Running in Louisiana

Louisiana’s landscape is as diverse as the state is. From scenic routes through the French Quarter to rugged technical trails in the bayou, it’s easy to clock a few marvelous miles this year.

Team Louisiana - Runner at Finish line in Louisiana Marathon Baton Rouge
The Louisiana Marathon & Finish Fest

The Boston-Qualifier Louisiana Marathon is held in Baton Rouge each January. 

For the Sightseer:

These trails are near iconic landmarks and must-see museums.

Tammany Trace

Abita Springs

The Tammany Trace spans 31 miles of the Northshore, connecting five communities partitioned by riverfront wetlands and canopied greenspace. For a scenic 6-mile stint, start at the Abita Trailhead Museum and run to Covington and back.

Crescent City Park Promenade

New Orleans

This short but sweet 2-mile out-and-back trail highlights the French market District. Discover striking semi-tropical palms and colorful Creole cottages along the way.

Tip: This trail offers accessible parking spaces from Chartres Street. The trail surface is 5 feet wide, paved and navigable for most mobility equipment.

Cane Bayou Track


Canter through Fontainebleau State Park, flecked with grand cypress trees and olive-green marshes. Throughout the 4-mile out-and-back run, you’ll likely encounter wrens, cardinals and swallows, as well as kayakers, birders and mountain bikers.

For the Mileage Maker:

Avid runners will love these challenging trails.

Wild Azalea Trail


The rugged Wild Azalea Trail crosses through hardwood forests and lazy creeks, where you’ll note towering longleaf pines and vibrant wildflowers. At 26 miles, this is the longest continuous trail in Louisiana.

Bogue Chitto Gorge Run Trail


The Bogue Chitto Gorge Run Trail overlooks the gorge itself, offering a bird’s eye view of the terrain. While only 5 miles long, hills, hardwood forests and ever-changing terrain make this trail expert level.

A person crosses the finish line of the Zydeco Marathon.

The Zydeco Marathon in Lafayette.

A shot from street-level of the Louisiana Marathon.

The Louisiana Marathon.

Dozens of people, all wearing red dresses, socialize in the streets of New Orleans.

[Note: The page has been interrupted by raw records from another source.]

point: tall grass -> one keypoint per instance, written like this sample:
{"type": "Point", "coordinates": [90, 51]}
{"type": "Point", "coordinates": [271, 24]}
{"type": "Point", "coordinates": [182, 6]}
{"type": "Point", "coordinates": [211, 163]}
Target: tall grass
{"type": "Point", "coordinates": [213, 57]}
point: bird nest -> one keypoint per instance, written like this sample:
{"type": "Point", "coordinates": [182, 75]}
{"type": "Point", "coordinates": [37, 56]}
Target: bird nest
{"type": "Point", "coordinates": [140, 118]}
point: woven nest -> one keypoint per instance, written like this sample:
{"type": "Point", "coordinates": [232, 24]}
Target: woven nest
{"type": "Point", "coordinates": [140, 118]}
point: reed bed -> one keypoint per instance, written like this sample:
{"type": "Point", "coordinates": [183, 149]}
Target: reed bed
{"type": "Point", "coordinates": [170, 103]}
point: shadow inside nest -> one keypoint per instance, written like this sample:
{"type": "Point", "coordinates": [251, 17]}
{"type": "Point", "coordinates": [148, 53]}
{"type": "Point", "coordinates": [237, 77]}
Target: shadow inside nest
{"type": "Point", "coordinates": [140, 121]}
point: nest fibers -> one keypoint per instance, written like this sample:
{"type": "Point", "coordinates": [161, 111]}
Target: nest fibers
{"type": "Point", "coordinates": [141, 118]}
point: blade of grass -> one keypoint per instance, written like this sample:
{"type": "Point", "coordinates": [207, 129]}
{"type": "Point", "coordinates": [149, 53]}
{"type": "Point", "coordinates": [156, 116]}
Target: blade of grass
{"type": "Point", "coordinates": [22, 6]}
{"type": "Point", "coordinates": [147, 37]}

The iconic Red Dress Run in New Orleans.

Three people stand underneath an awning with a logo that reads, "Abita Brew Pub." Their bicycles are leaned against a white picket fence to the right of the awning.

Swing through historic buildings and museums along these routes.

For the Reflective Runner:

You’re not scared to venture off the beaten path or spend quiet time in nature. That’s why these trails work wonderfully for you.

Lincoln Parish Park


A singletrack 1-mile trail weaves around a quiet lake, perfect for meditative walks or short runs. Find campsites, playgrounds and swimming areas nearby for the whole family to enjoy.

Chicot State Park

Ville Platte

Few trails are as quintessentially Louisiana as the Chicot State Park loop. Run or walk up to 17 miles of wooden bridges that cross cypress-dotted swamps, hardwood forests and wetlands.

Moon Seed Loop


At the juncture of river and prairie, Moon Seed Loop winds through wiry tallgrass and Mississippi floodplains. Run across wooden boardwalks and natural surfaces, perhaps encountering beavers and fox squirrels along the way.

Marathons & Races in Louisiana

Ready to race? Check out a few of Louisiana’s most iconic runs.

  • The Louisiana Marathon, held in Baton Rouge each January, ends with a community cookout and concert.
  • The two-day Zydeco Marathon in March pays homage to the state’s storied music history in the heart of Cajun country.
  • Ready for an ultra-marathon? Consider the Wild Azalea Trail Challenge in early July, which has a rule some might find hard to keep: No whining.
  • Don’t miss Red Dress Run, which paints New Orleans in electric shades of ruby in August.
  • Based off a creepy Cajun Legend, the Loup Garou Trail Run in Ville Platte offers 20-100 miles of blood, sweat and tears in early December.

5 Tips for Running in Louisiana

  1. Hydrate, Hydrate, Hydrate. The South is hot and humid, particularly in Louisiana, where climates are subtropical. Be sure to hydrate during your run — carrying a hydration pack is best — as well as the days leading up to it.
  2. Start at Sunrise. To beat the heat, begin at sunrise while temperatures are at their lowest.
  3. Use Sweat-Proof Sun Protection. Runners sweat but do so particularly in the humidity. Be sure to wear a long-lasting, sweat-proof sunscreen. Don’t forget hats and shades, either.
  4. Dress the Part. Light, breathable layers are key. If possible, opt for sweat-wicking, quick-dry fabric.
  5. Adjust Your Pace to the Dewpoint. When the dewpoint rises, so does the effort needed to maintain your standard pace. For dewpoints above 65 degrees, consider adjusting your pace by five to 10 seconds. For dewpoints 70 degrees higher, consider tripling this amount.